<center><h1>Choosing the best model and producing the submission file</h1></center>

The tree-based model was adopted as it had shown better generalization and stability.

In [1]:
import pandas as pd

# loading results
df_xgb = pd.read_csv("./simulation_results/df_xgb.csv", sep='\t')

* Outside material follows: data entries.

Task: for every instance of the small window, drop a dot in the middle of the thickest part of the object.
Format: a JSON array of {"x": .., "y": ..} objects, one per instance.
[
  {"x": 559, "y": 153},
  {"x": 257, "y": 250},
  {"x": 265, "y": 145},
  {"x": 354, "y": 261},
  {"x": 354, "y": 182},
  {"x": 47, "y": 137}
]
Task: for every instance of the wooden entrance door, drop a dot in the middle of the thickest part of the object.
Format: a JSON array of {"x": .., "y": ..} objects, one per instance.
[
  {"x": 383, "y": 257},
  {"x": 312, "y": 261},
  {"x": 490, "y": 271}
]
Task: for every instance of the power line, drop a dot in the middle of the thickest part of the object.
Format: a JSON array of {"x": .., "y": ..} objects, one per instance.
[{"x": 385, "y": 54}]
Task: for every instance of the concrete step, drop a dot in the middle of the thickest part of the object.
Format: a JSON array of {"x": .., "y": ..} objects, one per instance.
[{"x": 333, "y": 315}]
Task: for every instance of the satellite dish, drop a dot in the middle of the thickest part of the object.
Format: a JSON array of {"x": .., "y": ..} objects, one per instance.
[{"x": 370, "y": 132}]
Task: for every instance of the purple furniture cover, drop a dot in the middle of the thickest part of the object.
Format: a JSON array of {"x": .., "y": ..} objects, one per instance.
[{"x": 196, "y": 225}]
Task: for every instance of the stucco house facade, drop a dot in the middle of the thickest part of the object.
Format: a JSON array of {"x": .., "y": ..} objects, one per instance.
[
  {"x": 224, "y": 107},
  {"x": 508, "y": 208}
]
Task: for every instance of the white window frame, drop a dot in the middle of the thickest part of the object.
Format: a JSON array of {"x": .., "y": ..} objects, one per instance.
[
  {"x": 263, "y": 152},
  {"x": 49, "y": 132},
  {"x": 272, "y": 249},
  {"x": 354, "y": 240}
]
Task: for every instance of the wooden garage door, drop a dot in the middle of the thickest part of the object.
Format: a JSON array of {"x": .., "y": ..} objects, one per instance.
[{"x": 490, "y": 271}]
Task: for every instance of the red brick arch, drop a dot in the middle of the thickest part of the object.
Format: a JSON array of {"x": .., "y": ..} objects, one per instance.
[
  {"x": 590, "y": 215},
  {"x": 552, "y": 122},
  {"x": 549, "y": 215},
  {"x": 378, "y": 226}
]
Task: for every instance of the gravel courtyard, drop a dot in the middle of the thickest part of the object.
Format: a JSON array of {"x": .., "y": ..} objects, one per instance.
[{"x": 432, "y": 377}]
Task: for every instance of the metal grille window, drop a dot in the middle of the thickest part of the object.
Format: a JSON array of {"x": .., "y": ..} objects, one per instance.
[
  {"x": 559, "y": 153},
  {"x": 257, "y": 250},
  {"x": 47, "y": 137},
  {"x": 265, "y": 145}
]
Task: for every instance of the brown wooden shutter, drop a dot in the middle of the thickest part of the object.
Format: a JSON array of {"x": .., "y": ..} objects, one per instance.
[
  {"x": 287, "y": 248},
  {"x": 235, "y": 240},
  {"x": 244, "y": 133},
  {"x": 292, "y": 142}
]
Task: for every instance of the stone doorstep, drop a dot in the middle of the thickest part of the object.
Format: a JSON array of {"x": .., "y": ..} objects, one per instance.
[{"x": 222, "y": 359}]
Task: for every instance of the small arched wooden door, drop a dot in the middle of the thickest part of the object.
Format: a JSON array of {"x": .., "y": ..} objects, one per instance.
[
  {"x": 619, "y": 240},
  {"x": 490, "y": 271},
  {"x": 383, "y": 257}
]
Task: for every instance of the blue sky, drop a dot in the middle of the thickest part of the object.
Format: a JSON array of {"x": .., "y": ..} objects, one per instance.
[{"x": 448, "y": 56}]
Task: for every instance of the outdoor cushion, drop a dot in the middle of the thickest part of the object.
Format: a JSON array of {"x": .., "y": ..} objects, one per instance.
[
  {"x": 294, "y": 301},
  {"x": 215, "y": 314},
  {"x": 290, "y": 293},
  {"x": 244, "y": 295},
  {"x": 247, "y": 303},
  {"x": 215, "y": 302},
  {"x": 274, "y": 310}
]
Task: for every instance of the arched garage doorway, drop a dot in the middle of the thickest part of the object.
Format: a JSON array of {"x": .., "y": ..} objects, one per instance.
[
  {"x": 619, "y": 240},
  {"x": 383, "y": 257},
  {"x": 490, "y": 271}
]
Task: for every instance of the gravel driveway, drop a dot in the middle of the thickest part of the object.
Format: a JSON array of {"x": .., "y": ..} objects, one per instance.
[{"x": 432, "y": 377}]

temp = df_xgb.sort_values("$f_o$", ascending=False).iloc[0,:][0:3].to_dict()
temp.update({'tree_method':'gpu_hist', 'objective':'multi:softmax'})
best_params = {key:value if key!='n_estimators'and key!='max_depth' else int(value) for key, value in temp.items()}
print("best_params:")
display(best_params)

best_params:


{'learning_rate': 0.1,
 'n_estimators': 500,
 'max_depth': 12,
 'tree_method': 'gpu_hist',
 'objective': 'multi:softmax'}

In [2]:
%%time
# training the chosen model in all the training dataset
from sklearn.model_selection import train_test_split
from sklearn.metrics import f1_score
from xgboost import XGBClassifier

# loading preprocessed data set
X_tr = pd.read_csv("X_tr.csv")
Y_tr = pd.read_csv("Y_tr.csv", header=None)

# Train/validation split
X_train, X_validation, y_train, y_validation = train_test_split(X_tr, Y_tr, test_size=0.2)

# no scaling is needed!!!

# model fitting
xgb = XGBClassifier(**best_params)
xgb.fit(X_train, y_train, eval_set=[(X_validation,y_validation)]
        ,early_stopping_rounds=30, verbose=False)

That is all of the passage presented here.